Chocobos became a prominent gameplay feature again in Final Fantasy 13, being necessary to reach areas of the Archylte Steppe on Gran Pulse. Sazh, one of the game's protagonists, kept a baby chocobo that nested in his hair. As Sazh's story progressed through Final Fantasy 13-2 and Lightning Returns, the tiny chocobo gained human intelligence and strange powers. Near the end of Lightning Returns, Chocolina reveals to Lightning that she is the baby chocobo protected by Sazh.

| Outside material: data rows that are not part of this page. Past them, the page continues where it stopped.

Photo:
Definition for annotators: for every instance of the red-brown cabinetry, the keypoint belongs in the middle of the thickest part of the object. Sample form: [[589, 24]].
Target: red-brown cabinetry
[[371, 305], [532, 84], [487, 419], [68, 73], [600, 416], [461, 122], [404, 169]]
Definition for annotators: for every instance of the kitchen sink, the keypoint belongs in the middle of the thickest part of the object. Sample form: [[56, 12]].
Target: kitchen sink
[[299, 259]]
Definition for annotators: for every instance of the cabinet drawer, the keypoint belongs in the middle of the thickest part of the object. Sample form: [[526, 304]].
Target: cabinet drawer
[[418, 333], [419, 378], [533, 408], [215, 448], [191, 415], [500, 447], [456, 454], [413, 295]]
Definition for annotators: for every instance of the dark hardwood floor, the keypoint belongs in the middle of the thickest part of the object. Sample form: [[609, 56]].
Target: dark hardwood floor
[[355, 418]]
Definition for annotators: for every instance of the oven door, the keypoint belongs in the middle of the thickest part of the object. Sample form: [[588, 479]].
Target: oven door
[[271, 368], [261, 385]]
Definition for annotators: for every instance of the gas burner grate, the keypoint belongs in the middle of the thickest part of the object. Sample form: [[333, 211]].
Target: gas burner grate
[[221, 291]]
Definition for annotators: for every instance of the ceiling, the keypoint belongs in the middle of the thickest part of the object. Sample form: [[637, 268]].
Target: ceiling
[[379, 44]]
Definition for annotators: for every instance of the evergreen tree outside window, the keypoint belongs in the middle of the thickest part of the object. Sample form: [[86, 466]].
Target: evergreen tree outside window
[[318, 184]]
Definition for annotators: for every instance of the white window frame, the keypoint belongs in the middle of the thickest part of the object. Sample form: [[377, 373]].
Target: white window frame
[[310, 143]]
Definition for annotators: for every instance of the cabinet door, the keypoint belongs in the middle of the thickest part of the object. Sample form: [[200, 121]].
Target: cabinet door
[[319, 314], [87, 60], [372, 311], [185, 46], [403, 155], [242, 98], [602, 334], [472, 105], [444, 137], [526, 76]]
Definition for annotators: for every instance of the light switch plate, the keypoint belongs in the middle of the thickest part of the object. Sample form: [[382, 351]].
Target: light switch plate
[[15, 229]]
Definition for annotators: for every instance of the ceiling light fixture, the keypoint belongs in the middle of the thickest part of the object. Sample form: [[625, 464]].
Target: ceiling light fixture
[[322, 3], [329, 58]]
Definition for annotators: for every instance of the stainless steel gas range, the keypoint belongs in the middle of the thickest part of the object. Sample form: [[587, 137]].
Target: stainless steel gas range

Final Fantasy 14 once again includes chocobos as player mounts and even as battle companions, and PvP chocobo races are a popular minigame. Final Fantasy 15, despite relying on Noctis' car for most overland travel, nevertheless saw the Kingsguard use chocobos for off-road adventuring every now and then.
Chocobos In Spinoffs
In 1997, Square released a spinoff called Chocobo's Dungeon featuring cutesy character designs of classic Final Fantasy beasts and archetypes. As its name suggests, it's a dungeon crawler starring a chocobo as the playable character. The sequel, Chocobo's Dungeon 2, was released in both Japan and North America in 1999. The chocobo would be accompanied by friends such as a moogle and a human White Mage named Shiroma.
1999 also saw the release of Chocobo Racing, a kart racer meant to compete with Mario Kart and Crash Team Racing. It featured the same aesthetic as Chocobo's Dungeon and a sequel, Chocobo Racing GP, was released in 2022.
Chocobos are often seen as Easter eggs in non-Final Fantasy Square Enix titles, such as Legend of Mana, as well as in crossovers between Square Enix and other developers. For example, in a crossover promotion between Final Fantasy 14 and Assassin's Creed: Origins, Assassin's Creed players could earn a bird-like "chocobo camel" mount for Bayek.